At Least It’s The Right Place For A Gamble

Primaries are tricky.  Every single state you have to gage your chances, prepare your pre vote spin, and have a damage control plan ready to go.  You also have to have a gameplan as to which states you’re going to play in, and which ones you’re going to bow out of and hope you can play the expectations game just right such that a loss still looks like a win.

It’s a delegate race, true, but it’s also a race for positive headlines and bumps.  You’re not just trying to suck up as much votes as you can in every state, but you’re also trying to use your performance in once state to convince voters in later states that you are competitive, you do have what it takes to go the distance.  If you can’t do this, your donors dry up, on the fence supporters start looking in other directions, and news headlines that might have been in your favor a week before start asking where you went, and if you’re planning on dropping out of a race soon.

It is in this crazy quicksand in which Mitt Romney finds himself.

Mitt had the perfect plan going into primary season.  Play retail politics like a madman in the big three early states, let the headlines crown you the presumptive nominee, and watch the consecutive bumps carry you straight through Super Tuesday.  In his pursuit of this strategy, Mitt’s national numbers sank, but he was poised for a strong showing throughout the primaries from day one.

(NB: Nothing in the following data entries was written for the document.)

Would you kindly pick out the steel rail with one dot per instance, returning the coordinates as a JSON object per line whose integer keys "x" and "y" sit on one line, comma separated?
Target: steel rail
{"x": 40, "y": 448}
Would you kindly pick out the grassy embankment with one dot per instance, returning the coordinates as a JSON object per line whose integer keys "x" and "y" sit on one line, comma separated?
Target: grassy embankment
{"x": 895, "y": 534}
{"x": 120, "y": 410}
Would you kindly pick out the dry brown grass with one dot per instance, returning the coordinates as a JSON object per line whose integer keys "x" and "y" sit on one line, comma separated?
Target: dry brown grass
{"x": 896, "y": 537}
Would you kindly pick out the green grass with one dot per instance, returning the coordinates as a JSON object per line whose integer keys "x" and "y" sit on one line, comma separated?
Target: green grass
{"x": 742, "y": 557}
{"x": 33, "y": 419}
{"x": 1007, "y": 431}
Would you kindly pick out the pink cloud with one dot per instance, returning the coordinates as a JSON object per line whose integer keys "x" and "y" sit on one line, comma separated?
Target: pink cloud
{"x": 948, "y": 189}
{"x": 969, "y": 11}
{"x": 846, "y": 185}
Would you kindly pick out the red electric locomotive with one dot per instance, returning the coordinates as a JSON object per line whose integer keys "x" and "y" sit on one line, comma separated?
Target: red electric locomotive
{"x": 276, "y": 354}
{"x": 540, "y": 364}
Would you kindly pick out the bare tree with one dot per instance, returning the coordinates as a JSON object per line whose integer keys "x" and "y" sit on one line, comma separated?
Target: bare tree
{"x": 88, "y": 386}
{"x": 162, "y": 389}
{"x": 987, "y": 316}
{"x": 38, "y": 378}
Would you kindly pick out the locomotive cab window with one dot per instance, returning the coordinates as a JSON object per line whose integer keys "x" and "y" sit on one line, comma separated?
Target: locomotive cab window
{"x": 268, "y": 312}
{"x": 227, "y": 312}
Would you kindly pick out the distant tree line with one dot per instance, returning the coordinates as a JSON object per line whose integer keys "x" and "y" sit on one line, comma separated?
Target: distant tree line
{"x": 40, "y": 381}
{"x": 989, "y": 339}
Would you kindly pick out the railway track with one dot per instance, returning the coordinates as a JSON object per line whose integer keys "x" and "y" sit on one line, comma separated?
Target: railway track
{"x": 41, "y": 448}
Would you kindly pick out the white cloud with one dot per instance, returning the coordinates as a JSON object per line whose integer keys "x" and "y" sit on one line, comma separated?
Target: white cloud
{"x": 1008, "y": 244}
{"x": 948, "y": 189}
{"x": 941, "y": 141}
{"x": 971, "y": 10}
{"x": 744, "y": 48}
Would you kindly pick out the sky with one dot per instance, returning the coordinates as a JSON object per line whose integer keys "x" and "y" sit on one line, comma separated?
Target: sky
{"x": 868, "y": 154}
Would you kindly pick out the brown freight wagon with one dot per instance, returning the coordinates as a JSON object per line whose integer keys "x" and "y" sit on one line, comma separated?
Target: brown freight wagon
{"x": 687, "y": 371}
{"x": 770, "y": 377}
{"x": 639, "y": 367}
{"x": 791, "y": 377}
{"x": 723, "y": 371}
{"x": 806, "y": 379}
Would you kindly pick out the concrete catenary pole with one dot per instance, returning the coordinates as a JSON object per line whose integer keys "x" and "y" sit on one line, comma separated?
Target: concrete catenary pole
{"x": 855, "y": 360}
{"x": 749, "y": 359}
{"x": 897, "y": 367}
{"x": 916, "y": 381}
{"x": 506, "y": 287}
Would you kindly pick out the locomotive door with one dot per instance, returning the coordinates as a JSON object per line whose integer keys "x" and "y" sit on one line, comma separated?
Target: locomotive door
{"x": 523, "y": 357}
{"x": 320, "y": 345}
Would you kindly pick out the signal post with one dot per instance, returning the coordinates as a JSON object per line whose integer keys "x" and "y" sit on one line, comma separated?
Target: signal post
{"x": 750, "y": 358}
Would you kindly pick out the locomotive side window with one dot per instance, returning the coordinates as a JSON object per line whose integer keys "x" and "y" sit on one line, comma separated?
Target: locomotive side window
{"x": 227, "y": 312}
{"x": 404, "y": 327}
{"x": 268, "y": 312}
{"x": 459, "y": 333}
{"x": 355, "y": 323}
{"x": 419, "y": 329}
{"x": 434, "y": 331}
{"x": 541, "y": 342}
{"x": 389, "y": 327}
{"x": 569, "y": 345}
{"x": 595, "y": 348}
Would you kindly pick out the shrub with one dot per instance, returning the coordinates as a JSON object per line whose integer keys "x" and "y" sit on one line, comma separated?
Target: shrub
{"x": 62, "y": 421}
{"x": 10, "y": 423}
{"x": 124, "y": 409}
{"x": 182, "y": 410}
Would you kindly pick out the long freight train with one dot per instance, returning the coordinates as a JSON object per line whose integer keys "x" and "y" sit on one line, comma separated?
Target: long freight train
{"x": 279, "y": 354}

Then along came Huck, and the Maverick, and after a loss in Iowa, and a loss in New Hampshire, that plan is blown all to hell, and Mitt finds himself doing the last thing you want to be doing at this point in the primaries; making risky gambles.

But he found the right place to lay down his chips, thematically speaking anyway.  Mitt’s made it clear that he’s going to preemptively cede victory in South Carolina in order to focus on winning Nevada, a state whose high Mormon population and relatively low prominence in the Republican race should be much more friendly.

Yet, like all gambles this one has risks, and boy howdy are they doosies.

For starters, there’s the matter of visibility.  One thing I’ve noticed is that the media is focusing on South Carolina for the Republicans, while the big story in Nevada is the upcoming Democratic caucus.  With the Republicans, all eyes will be on South Carolina, where there is a momentous battle between John McCain and Mike Huckabee, a battle that could easily be viewed as pivotal for both candidates.  For either candidate, South Carolina means the difference between being labeled a one hit wonder, or being the first Republican candidate to actually start consolidating power.

Keep in mind, Mitt’s the only candidate to have one two state primaries so far, and the first one, Wyoming, got barely a peep in the press.  As a result, people are looking for someone to back up their big ones to rally around.  In this instance, I think a Fred Thompson win in South Carolina best serves Mitt for it will prevent both McCain and Huck from gaining that momentum, though the only way that Romney will get any positive headlines out of South Carolina at all is if he manages to come in third.

Which brings us to Nevada; as I’ve said before, right now Nevada is a Democratic story, with the lawsuit and union turf wars being waged there on behalf of the Clinton and Obama camps soaking up most the newscycles.  As a result, I fear that a Romney win in Nevada may go unnoticed.  Further, given Nevada’s high Mormon population, it may have the same effect as Romney winning Utah; nothing unexpected, nothing worth paying attention to.

But there’s another real big problem with Romney pulling out of South Carolina; the South.  If Romney is to truly have a shot at the Republican nomination, he’s going to have to prove one thing, he can ultimately be competitive in the South.

In General Election politics, the South is Gopper territory, and while there are a lot of Goldwater conservatives and establishment Republicans that aren’t particularly fond of Huckabee being their standard bearer, I’m pretty sure they would be even more mortified to have a nominee that could put the entire South into play.

Thus, whether he does it now or does it later, Romney has to prove that he can keep the South in the GOP column or else Republicans are going to pick someone who will.  By pulling up stakes and getting out of dodge days before voters head to the polls, I believe Mitt might unintentionally sending a message to the South that he’s not even going to try that fight.

And that could be the biggest gamble of them all.